The origins of Bülach’s most tradition-rich inn dates back to the 14th century, when the Barons von Tengen expanded and fortified the village bailiwick. Gasthaus zum Kopf, as it was called back then, was a licensed tavern, situated right by the north gate. The only surviving evidence of this today is the narrowing of Marktgasse in front of our summer garden lounge. The gate itself was dismantled long ago. The inn, much like practically the whole town, probably fell victim to the three great fires of 1386, 1444 and 1506.
The inn may have obtained its name “Kopf” (meaning “head”) from the eponymous old unit of volume, equating to 3.66 litres. The “head” is now symbolised by a golden face on the richly ornamented tavern sign. Structural alterations were made in the mid-16th century and perhaps even a new building was erected. At any rate, it is documented that Canton Schaffhausen donated its coat-of-arms panel in 1570 for the new parlour. The inn flourished, thanks to its location on the trade and pilgrimage route from Eglisau to Zurich. For generations, the owners were among the town’s dignitaries, holding offices such as town major or treasurer.

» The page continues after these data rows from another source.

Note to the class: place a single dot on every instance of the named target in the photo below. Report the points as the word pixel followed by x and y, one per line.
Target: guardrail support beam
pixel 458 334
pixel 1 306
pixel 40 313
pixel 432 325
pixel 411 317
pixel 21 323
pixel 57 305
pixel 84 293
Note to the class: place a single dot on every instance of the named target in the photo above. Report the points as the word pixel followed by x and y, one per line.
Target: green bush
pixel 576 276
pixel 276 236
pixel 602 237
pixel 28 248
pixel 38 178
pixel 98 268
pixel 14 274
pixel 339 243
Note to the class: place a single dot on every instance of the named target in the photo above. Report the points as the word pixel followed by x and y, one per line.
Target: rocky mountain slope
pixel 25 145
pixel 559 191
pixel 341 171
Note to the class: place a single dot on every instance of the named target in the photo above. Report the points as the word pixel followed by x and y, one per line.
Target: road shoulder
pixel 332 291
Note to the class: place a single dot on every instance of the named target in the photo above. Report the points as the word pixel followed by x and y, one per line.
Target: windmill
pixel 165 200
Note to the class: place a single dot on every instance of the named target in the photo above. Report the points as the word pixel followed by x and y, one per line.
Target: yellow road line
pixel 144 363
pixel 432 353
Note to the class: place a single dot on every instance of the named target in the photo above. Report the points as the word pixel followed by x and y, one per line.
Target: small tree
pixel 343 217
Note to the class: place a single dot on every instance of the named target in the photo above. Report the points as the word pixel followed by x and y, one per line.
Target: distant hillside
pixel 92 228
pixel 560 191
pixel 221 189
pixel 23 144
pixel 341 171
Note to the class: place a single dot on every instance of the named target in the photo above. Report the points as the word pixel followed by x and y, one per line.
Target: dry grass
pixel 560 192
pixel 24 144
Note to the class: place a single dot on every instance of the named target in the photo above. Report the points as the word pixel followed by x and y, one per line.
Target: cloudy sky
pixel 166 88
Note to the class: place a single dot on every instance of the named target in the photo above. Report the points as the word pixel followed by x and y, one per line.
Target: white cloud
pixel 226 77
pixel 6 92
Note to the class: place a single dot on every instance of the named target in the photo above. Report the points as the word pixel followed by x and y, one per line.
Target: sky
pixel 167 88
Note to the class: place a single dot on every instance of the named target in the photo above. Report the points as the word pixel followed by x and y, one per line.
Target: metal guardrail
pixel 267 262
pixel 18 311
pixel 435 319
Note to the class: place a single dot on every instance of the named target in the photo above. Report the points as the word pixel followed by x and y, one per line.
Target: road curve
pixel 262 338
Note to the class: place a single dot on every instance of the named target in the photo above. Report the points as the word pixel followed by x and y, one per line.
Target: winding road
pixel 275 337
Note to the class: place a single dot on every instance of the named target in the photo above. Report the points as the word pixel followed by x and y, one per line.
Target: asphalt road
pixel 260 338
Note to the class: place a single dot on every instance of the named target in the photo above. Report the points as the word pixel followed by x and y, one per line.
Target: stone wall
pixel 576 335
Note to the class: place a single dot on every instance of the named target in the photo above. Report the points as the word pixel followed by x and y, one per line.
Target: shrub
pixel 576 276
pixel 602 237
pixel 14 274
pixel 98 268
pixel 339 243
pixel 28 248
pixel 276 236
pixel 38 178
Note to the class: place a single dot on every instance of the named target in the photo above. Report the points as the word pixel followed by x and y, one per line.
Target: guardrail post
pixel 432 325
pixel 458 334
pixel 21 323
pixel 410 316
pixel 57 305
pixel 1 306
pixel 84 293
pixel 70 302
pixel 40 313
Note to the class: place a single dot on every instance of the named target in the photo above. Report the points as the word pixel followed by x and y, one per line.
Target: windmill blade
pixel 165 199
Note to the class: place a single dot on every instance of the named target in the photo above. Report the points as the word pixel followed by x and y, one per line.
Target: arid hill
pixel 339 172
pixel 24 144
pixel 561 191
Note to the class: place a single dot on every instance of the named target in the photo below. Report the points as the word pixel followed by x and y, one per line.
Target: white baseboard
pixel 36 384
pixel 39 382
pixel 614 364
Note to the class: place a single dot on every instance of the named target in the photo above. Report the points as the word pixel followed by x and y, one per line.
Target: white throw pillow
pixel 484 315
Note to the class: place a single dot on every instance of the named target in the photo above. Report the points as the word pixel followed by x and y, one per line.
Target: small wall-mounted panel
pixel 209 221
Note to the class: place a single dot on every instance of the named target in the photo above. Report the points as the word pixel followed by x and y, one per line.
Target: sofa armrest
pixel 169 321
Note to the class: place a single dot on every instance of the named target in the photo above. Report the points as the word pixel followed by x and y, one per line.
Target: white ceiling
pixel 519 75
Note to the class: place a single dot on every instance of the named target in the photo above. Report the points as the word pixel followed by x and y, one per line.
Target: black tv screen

On poets, thinkers and crowned heads
In 1797, during his third southern journey, Johann Wolfgang von Goethe paid considerable attention to the coat-of-arms panels in the inn. At that time, these colourful panels were also known as Swiss panels in Germany, where they were highly popular. Goethe, who frequented the best baroque manors, did not find the 1762 ceiling painting by Stöffi (Christoph) Kuhn von Rieden or the attractive stucco work so striking. Nevertheless, this room became known as the Goethe Parlour after his journey. In 1852, the king of Sweden dined and enjoyed himself at Zum Goldenen Kopf.
Gottfried Keller, poet and first cantonal chancellor of Canton Zurich, was also very familiar with what is now Hotel Restaurant Zum Goldenen Kopf. After all, he based his 1856 work “The People of Seldwyla” on the little town of Bülach and its people.
Remnants of times gone by
From 1862 to 1962, the inn was owned by the Huber family. In 1961, the Bülach Communal Assembly decided to purchase the tavern, so as to preserve the town’s appearance as much as possible. The application for a corresponding project loan had been prepared, when the building fell victim to a fire on the night of the 21st/22nd of June 1962. Before the year was out, a large majority of the voting public approved its reconstruction. The three upper floors had been particularly badly affected, so only the section of curtain wall and the little stairwell could be integrated into the new building. The plaster ceiling in the Goethe Parlour came through the fire with relatively little damage and was restored. Any attentive visitor passing through the rooms will encounter numerous remnants of times gone by. Today, Hotel Restaurant Zum Goldenen Kopf is under the protection of the Swiss Confederation.